Four senior leaders at the design software giant depart this month, coinciding with a major strategic shift to recast Canva as an AI-driven platform.
Growth lead Iain Dowling revealed his resignation on Monday after eight years in senior roles across the design organisation, while senior engineering director Jonathan Ross is set to exit at the end of the month.
Their decisions follow the departure of head of design Andrew Green, announced only days after Canva’s large-scale “Create” conference in Los Angeles showcased a new wave of AI features.
Around the same time, chief technology officer Brendan Humphreys also chose to leave the company.
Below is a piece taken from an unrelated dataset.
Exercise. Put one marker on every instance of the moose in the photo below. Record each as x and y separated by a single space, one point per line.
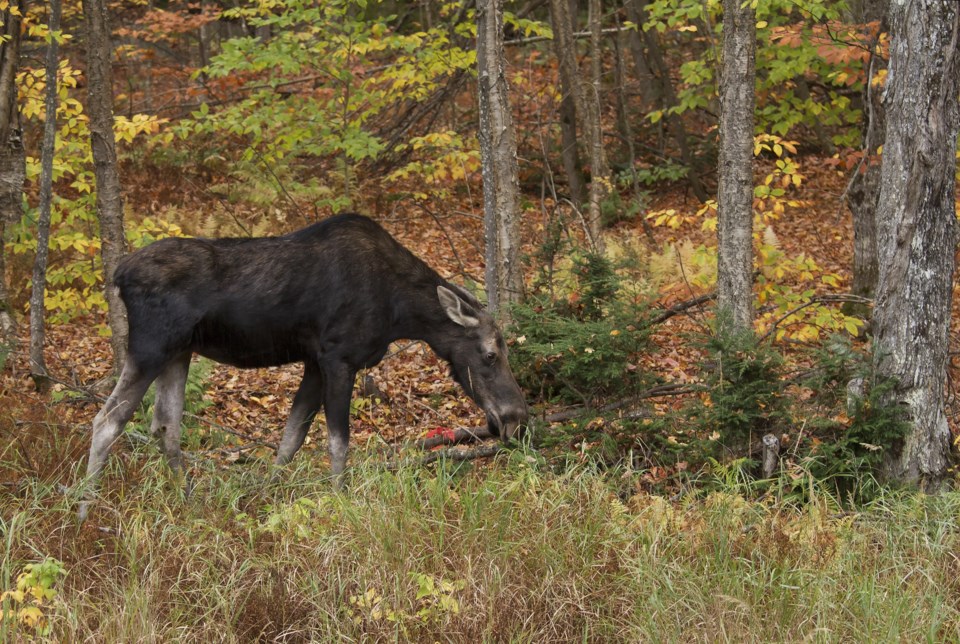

Canva is in the middle of a high-stakes transformation, using the “Create” event to signal that AI-generated content and automation will sit at the centre of its product roadmap.
The Los Angeles conference featured a suite of artificial intelligence capabilities designed to streamline design work for Canva’s vast user base.
Internally, leaders are tasked with balancing this aggressive AI roll-out with the platform’s existing strengths in accessible, template-based design.
The timing of multiple exits adds extra scrutiny to how the business manages this transition.
Leadership continuity is a key focus as Canva reshapes its executive bench during the AI pivot.
Humphreys, who joined in the very early days of the company, was widely seen as foundational to Canva’s technology culture and engineering practice.
He has been succeeded by platforms head Simon Newton, regarded inside the organisation as his second in command and a natural successor for the CTO role.
Canva wants to preserve its internal technical DNA even as it leans harder into artificial intelligence and rolls out more advanced automated design tools.